Imane Fadil
Imane Fadil

Milano, 25 marzo 2019 - La famiglia di Imane Fadil, una delle testimoni chiave del caso Ruby morta in circostanza misteriose il primo marzo scorso, «non ha tesi precostituite, vuole sapere la verità e si affida al lavoro della magistratura, ai pm che stanno facendo un lavoro ottimo». Lo ha detto il nuovo legale dei familiari della modella, l'avvocato Mirko Mazzali, uscendo dall'ufficio del procuratore aggiunto Tiziana Siciliano, che sta indagando sul caso assieme ai pm Luca Gaglio e Antonia Pavan.

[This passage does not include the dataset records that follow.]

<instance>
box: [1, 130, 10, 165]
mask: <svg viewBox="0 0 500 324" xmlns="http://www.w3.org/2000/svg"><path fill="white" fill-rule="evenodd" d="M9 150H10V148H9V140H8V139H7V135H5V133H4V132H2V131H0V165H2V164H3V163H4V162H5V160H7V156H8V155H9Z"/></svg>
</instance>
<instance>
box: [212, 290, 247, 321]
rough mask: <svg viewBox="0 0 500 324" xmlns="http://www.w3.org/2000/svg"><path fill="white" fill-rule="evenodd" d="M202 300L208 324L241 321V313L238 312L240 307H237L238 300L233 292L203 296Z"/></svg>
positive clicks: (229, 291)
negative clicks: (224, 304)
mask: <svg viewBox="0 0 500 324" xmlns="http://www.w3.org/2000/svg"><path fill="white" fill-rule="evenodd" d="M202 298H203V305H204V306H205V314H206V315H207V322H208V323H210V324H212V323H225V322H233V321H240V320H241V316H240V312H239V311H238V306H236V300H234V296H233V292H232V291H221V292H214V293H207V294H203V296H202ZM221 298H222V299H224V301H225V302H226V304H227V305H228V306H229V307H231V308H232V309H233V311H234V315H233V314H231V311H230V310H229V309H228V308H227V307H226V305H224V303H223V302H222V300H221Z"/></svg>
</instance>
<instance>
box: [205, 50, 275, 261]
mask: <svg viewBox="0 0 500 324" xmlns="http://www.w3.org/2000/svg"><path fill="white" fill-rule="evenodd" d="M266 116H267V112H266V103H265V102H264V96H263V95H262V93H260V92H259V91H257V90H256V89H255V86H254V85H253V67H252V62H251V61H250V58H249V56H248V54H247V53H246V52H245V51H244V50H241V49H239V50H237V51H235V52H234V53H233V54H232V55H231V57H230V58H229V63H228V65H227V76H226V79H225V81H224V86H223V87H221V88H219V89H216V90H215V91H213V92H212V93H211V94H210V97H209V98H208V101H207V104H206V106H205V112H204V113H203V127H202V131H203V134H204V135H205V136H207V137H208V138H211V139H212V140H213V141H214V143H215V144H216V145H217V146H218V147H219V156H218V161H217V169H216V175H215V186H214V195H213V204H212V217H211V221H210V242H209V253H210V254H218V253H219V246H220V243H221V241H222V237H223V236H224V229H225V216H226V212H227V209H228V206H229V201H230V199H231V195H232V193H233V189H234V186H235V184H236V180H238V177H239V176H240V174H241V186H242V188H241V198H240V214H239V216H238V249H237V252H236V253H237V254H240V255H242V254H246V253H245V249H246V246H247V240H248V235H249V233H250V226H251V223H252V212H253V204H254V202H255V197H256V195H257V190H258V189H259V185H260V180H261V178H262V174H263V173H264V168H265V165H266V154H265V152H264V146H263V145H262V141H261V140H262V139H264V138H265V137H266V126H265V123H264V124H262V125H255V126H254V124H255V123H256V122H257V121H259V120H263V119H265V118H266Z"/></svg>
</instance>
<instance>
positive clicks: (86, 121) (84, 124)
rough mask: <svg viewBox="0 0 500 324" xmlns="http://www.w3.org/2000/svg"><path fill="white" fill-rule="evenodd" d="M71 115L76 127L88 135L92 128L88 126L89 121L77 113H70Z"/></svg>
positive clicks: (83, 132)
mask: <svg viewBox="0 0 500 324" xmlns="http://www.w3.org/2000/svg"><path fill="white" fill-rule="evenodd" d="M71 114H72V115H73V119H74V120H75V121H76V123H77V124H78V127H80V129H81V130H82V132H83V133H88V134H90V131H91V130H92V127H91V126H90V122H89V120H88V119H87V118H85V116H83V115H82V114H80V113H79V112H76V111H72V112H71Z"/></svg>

«La famiglia non propende per alcuna ipotesi, noi siamo soddisfatti per il lavoro dei pm che stanno conducendo un'indagine a 360 gradi», ha aggiunto Mazzali, che rappresenta i familiari con l'avvocato Nicola Quatrano, dopo che l'avvocato Paolo Sevesi ha lasciato l'incarico per contrasti con la famiglia di Fadil. Nell'ufficio dell'aggiunto Siciliano c'è anche la nota anatomopatologa Cristina Cattaneo, a capo del pool di consulenti della Procura che si occupa dell'autopsia. Autopsia che è stata però rinviata e dunque non si terrà oggi come inizialmente previsto. Lo riferiscono fonti giudiziarie precisando che dovrebbero arrivare nelle prossime ore gli esiti degli esami svolti, la settimana scorsa, dall'Istituto di Radioprotezione Enea per individuare eventuali tracce di radioattività nei tessuti della modella marocchina. Rilievi, quest'ultimi, disposti per scrupolo dalla Procura dopo che gli accertamenti all'Istituto di
Medicina Legale hanno escluso la presenza di elementi radioattivi facendo cadere l'ipotesi di avvelenamento per radioattività. Nel quesito posto dal procuratore aggiunto Tiziana Siciliana e dai pm Luca Gaglio e Antonia Pavan si chiede ai consulenti di vagliare "ogni possibile causa del decesso", tra cui una malattia rara o l'avvelenamento da metalli pesanti.